I've wanted to write something similar to this: The trajectory of a society matters. (I've retitled it for my link as I don't think the original really captures the point.)

I'm fairly confident that one of the reasons why my political views differ from others is the firm belief that what we have here in the US and civilized world, where we don't worry about where our next meal is coming from or whether we'll have good water to drink and that sort of thing, is more fragile than most people think. Things that we take for granted like a certain degree of trust in the government, the ability to trust our business associates (and we all have hundreds of business associates), and the reasonable expectation that nobody is going to point a gun at me today, are all vitally important components of our society. No matter how strong those characteristics might become, we can never afford to be blasé about them, because the "tipping point" where it all comes apart can come upon you faster than you think.

This is a component of many of my opinions. I don't think we're ever so strong that we can afford to let people who are in a shooting war with the United States go running around freely, even if they don't have a lot of power today, and even if they have some set of justifiable grievances. Even if you don't think the terrorists are a real threat at this moment in time... a formulation I actually largely agree with(!)... tell me the trajectory of the Islamists isn't worth doing something about.

On the other side of the traditional ideological spectrum, I think white collar crime is horribly underrated in our system, both the formal legal system and the informal media system. I hate to place implied values on people's lives, but what was done by Enron was far worse than a single murder in almost every way. The money stolen, the trust squandered, the subsequent money wasted on half-assed laws like Sarbanes-Oxley that really don't solve anything but sure cost a lot of money to do it, it's a huge blow to society. Even that doesn't capture the fact that this "blow to society" will manifest itself in actual hurt and pain distributed across millions of people. The negative effect of this on our societal trajectory is hard to overstate.

This is the biggest problem with the sensationalist nature of our current media. When everything is unremittingly the worst possible bad news, trust in our society is unnecessarily and improperly degraded, leaving us excessively cynical, and ironically in the end more tolerant of real problems because we've spent all of our energy worrying about fake ones. Isn't it odd how similar the coverage intensity is for the (putatively, but that's another post) disastrous Iraq war, and the Kidnapping of the Week? I'd say the coverage of the Kidnapping of the Week does far more harm than the kidnapping itself, by convincing people that we're on a more negative trajectory than we are.

These vital characteristics that are what truly separate us from a third world country are so fragile. Of course, who am I to truly know whether my opinions are correct? But I can wish more people would be considering societal cohesion and strength in their debating and their tactics; some groups are deliberately tearing at the fabric of society in the misguided notion that they can put the shreds back together better, rather than ending up with violent chaos, which is how societies actually come apart.

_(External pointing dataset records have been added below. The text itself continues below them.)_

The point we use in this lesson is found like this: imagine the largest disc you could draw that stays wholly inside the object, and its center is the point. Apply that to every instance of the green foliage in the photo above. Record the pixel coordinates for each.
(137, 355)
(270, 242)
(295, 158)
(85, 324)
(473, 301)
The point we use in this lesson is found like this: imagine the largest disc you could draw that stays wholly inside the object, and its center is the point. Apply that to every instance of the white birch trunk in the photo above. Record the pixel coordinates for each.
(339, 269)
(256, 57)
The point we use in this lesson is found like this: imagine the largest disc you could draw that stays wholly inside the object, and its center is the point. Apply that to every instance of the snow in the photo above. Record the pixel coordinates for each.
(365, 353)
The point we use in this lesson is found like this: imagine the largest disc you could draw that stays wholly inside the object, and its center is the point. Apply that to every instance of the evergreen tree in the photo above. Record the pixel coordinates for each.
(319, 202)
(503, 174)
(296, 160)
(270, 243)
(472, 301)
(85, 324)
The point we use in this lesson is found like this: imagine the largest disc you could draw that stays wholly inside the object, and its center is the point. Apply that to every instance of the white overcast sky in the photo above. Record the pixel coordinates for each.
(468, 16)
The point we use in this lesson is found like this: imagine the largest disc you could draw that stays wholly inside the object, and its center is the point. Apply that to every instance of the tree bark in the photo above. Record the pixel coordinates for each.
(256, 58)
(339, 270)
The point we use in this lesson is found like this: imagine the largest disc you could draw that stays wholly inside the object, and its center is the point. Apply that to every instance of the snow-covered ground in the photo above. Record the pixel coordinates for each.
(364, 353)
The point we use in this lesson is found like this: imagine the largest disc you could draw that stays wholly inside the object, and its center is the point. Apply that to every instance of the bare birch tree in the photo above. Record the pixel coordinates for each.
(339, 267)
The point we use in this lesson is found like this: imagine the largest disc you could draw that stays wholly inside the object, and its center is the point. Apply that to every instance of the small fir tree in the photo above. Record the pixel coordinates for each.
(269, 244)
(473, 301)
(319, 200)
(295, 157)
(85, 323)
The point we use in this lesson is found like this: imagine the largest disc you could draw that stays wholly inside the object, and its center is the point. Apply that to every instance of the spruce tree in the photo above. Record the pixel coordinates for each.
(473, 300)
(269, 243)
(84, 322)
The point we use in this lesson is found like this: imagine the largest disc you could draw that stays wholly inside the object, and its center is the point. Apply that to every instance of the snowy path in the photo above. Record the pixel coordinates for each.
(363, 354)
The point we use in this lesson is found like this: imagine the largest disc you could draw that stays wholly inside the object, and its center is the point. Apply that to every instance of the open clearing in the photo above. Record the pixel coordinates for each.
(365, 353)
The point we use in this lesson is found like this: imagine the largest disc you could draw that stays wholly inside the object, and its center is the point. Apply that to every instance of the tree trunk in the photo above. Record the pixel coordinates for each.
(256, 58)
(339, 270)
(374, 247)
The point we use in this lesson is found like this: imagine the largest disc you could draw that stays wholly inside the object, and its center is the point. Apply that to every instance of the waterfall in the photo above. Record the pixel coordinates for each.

The traditional conclusion to an essay like this is to say that we're going down, down, down, and there's nothing we can do to stop it. Actually, I don't think that's true. I think that we're actually in really good shape, and that the greatest problem we currently face is the false perception that everything around us is in a permanent state of disaster. By almost any concrete metric you can think of, things have gotten a lot better in the past century and continue to improve. This perception causes us to concentrate on non-problems, resulting in solutions to those non-problems, which are therefore almost entirely harmful.